RESEAU : Le train sifflera-t-il trois fois en Aspe ?

2 Octobre 2011 , Rédigé par Sudouest.fr / Guy D. Publié dans #REPORTAGE

Logo-RFF.jpg FRANCE - N'y allons pas par quatre chemins, il n'y en a qu'un : la nationale 134. La vallée d'Aspe offre un des plus beaux paysages qui soient. En ce coin, le temps n'a pas d'emprise sur la beauté figée des Pyrénées, souvent embrumées et qui ont l'air de fumer. Au comptage démographique, ils ne sont plus que 2 700 habitants à profiter d'un spectacle qui a fini par les blaser.

 

On s'habitue à tout. Y compris à ces centaines de camions qui traversent les villages chargés quasi exclusivement de maïs Euralis. Même « l'Indien » Éric Pétetin, qui vient de revenir du côté de Cette-Eygun après des années de jardinage municipal à Bègles, ne mène plus ce genre de combat. Il tente juste de subsister en ne se laissant pas déloger avec sa communauté pacifiste et antimondialiste. Sa Goutte d'eau, toujours à l'emplacement de l'ancienne gare, ne fait plus déborder le vase. « Indignation totale », la revendication à la mode, affichée sur une large banderole, n'est pas de lui.

 

Barrière numéro 55, entre Sarrance et Bedous, à l'endroit précis où s'annonce le col d'Ichère. Ariette, l'ancienne garde, est toujours là dans la minuscule maison qui fut son lieu de travail. Pendant trente-cinq ans, elle a vu passer les trains. Puis plus rien. Elle s'y est habituée et s'est mise à espérer les revoir un jour. Mais le temps court contre son âge qui a pris de l'avance. « Cela me ferait plaisir et je ne suis pas la seule. Nous sommes fatigués d'attendre mais je continue à débroussailler la voie. »

 

La lassitude prend aussi la forme de la résignation du côté d'Accous, au lieu dit l'Estanguet. De ce promontoire, Anna Lacoste, qui tenait l'auberge de ses parents, se trouvait aux premières loges lors du déraillement de 1970 qui détruisit le pont et coûta la vie au « Canfranc ». « J'ai entendu le train agoniser. On attend toujours le train du génie qui devait venir réparer. » On en est toujours là. Des arbres, aujourd'hui trentenaires, ont poussé dans l'écartement des voies.

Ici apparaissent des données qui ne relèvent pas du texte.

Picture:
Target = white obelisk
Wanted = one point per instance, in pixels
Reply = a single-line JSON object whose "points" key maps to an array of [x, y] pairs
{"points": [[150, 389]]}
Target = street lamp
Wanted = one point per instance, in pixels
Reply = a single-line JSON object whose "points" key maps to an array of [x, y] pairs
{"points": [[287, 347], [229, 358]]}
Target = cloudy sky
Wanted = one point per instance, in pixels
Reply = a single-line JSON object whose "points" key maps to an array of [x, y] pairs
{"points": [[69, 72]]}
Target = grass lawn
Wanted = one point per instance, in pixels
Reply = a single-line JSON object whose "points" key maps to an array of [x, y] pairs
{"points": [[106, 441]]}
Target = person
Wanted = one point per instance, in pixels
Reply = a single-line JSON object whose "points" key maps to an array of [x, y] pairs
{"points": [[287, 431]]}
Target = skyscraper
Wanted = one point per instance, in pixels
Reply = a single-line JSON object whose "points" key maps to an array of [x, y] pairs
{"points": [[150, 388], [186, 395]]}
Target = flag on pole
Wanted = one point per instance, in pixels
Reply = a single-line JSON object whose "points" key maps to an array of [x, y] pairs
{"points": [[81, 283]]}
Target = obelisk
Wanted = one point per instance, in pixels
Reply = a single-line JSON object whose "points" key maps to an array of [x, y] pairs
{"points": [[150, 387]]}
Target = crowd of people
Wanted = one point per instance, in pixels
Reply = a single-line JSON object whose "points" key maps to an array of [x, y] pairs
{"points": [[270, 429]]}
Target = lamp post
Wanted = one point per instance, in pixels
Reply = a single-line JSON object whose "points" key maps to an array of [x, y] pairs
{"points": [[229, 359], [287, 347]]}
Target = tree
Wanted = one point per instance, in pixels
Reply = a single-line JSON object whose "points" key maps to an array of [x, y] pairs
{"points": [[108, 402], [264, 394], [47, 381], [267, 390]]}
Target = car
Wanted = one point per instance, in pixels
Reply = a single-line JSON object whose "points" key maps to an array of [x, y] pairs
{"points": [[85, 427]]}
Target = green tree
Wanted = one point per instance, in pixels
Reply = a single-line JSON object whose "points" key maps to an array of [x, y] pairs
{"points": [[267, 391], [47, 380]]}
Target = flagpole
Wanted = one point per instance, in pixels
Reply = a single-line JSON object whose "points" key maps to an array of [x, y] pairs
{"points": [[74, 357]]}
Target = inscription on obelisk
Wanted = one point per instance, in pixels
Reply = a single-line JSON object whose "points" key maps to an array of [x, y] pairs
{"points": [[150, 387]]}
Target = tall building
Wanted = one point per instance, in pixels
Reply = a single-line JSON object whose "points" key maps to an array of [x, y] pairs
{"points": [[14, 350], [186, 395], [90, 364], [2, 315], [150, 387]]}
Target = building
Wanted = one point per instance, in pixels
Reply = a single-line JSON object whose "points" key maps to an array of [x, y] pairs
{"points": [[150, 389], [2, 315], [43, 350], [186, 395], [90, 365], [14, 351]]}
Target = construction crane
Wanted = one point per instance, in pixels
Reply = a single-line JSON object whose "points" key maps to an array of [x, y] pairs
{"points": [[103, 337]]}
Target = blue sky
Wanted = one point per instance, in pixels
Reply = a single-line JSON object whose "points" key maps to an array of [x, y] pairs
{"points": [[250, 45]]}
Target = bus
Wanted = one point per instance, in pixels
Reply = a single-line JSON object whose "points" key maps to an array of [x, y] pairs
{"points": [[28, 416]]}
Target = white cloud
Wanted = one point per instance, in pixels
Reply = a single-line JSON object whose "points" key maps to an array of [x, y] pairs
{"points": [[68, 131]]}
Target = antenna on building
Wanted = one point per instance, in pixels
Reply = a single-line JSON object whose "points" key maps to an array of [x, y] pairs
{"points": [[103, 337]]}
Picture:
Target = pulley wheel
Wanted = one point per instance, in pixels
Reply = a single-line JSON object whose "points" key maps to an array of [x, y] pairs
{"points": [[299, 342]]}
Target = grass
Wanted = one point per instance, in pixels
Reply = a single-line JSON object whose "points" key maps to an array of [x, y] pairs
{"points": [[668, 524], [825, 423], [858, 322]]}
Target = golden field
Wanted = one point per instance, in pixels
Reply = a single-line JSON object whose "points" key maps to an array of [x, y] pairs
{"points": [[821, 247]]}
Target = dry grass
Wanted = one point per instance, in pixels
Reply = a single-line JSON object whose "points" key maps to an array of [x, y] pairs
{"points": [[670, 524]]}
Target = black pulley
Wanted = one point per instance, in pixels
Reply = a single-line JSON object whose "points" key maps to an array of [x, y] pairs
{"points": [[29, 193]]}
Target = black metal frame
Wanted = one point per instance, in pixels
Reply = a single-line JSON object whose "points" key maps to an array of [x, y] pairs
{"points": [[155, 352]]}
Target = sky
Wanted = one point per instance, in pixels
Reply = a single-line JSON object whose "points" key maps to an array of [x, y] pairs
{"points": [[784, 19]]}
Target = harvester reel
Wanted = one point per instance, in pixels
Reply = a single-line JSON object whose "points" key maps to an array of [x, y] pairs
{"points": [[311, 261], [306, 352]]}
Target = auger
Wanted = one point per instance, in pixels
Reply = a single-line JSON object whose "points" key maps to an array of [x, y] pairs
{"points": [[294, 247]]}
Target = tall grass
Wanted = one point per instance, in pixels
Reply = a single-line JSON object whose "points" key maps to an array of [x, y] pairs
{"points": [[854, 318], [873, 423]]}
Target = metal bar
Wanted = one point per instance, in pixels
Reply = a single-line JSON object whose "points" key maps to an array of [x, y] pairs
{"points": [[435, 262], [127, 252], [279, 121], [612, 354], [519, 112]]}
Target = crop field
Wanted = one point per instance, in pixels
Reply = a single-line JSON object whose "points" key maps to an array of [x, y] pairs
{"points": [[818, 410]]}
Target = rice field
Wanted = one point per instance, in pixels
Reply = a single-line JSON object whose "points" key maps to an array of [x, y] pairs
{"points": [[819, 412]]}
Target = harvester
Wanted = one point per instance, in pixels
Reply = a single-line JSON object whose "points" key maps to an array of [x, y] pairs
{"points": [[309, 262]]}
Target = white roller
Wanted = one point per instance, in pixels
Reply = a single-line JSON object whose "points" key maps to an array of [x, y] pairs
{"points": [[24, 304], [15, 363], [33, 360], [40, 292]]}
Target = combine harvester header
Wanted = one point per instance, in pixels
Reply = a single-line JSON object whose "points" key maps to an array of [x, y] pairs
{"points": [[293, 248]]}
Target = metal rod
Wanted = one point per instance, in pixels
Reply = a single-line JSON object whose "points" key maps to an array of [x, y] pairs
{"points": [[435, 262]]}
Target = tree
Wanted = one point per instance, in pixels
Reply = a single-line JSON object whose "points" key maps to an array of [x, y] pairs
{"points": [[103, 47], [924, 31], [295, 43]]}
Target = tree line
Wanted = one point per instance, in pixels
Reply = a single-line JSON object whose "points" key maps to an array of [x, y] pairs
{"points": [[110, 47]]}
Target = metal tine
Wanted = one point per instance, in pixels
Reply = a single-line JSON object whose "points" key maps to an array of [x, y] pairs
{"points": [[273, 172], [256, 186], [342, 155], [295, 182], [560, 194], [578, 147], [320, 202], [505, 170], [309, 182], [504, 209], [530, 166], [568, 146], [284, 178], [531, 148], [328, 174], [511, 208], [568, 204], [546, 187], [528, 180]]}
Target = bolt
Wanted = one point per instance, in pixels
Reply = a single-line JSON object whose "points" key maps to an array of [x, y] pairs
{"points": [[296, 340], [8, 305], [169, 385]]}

L'auberge du temps des diligences a tiré sa révérence. À l'intérieur, Anna n'a rien changé.  « Le problème, c'est que personne n'est vraiment contre le retour du train, mais personne n'est réellement pour. C'est l'indifférence générale. Moi, j'ai assisté à l'enterrement de première classe du dernier train de marchandises le 30 mai 1980. Nous étions une petite dizaine. Un bouquet de fleurs avait été posé sur le tampon de l'automotrice. La vallée amplifiait les sifflements du train. C'était déchirant », se souvient François Rebillard, secrétaire du Comité pour la réouverture de la ligne Oloron-Canfranc (Creloc). L'association Poil à gratter mène la bataille depuis 1986. « Il y a des avancées. Des accords ont été passés entre RFF (Réseau ferré de France), l'État et la Région. Mais pour nous, cela ne va jamais assez vite. Il faudrait au moins des signes de bonne volonté avec des travaux préliminaires. Cela avait été le cas en 2008 avec le débroussaillage des voies mais depuis, elles sont à nouveau sous les ronces. »

 

Avenue de la Gare à Bedous. S'il n'y a plus de trains, la ruelle en pente douce a gardé son nom. Une famille loue à RFF l'emplacement de cette belle bâtisse en pierre au toit d'ardoise caractéristique. La SNCF a de son côté transformé en gîte les dépendances, pour le plus grand bonheur de son comité d'entreprise. À quelques pas de là, Louis répare sa vieille voiture. Il est arrivé en vallée d'Aspe, l'année où le train de marchandises a cessé de fonctionner. Juste le temps pour lui d'en voir passer quelques-uns du côté de Pont-Suzon.  « Je n'ai jamais compris pourquoi ils avaient abandonné la ligne. À l'époque, il y avait des centrales électriques. Ils se sont juste contentés de dire que le transformateur d'Urdos n'était pas assez puissant. » Lui prendrait bien le train pour ses déplacements mais il doit se contenter du bus, service qu'est obligée de maintenir la SNCF suite aux accords internationaux passés. « Ici, le mot désenclavement est dans toutes les bouches mais pas dans les têtes. Il y a un potentiel, notamment touristique, mais l'absence de clairvoyance est flagrante. Nous sommes à côté de nos pompes car nous avons peur de tout ce qui vient de l'extérieur. Et donc rien ne se passe », poursuit Louis qui s'occupe de l'entretien du réseau local des chemins.

 

Il veut bien croire au retour du train dans cette haute vallée qui s'est un peu revitalisée. Elle est devenue pour beaucoup une cité-dortoir du vallon. « Pour l'instant, je ne vois que les effets d'annonce pour le train. Jusqu'à Bedous, je veux bien y croire mais la suite est un grand mystère. Il y a beaucoup d'ouvrages d'art et le tunnel juste avant les Forges-d'Abel ne sera pas une mince affaire. On a détruit les viaducs pour laisser passer les camions et maintenant il faudrait les refaire ou creuser sous la route… J'aimerais juste un peu plus de cohérence. »

 

Techniquement, il se dit qu'en trois ans maximum, la ligne jusqu'à Canfranc pourrait être terminée. En avril dernier, même la ministre de l'Écologie Nathalie Kosciusko-Morizet a trouvé le dossier crédible. Mais ce train-là a pris du retard. C'est endémique en vallée d'Aspe.

 

 La voie ferrée du côté de Bedous. PHOTO Guillaume bonnaud

 

Abandonnée en 1970 pour les passagers puis en 1980 pour le fret, la ligne veut revivre en Aspe. Mais il y aura du travail : des arbres de trente ans entre les rails, ça fait désordre...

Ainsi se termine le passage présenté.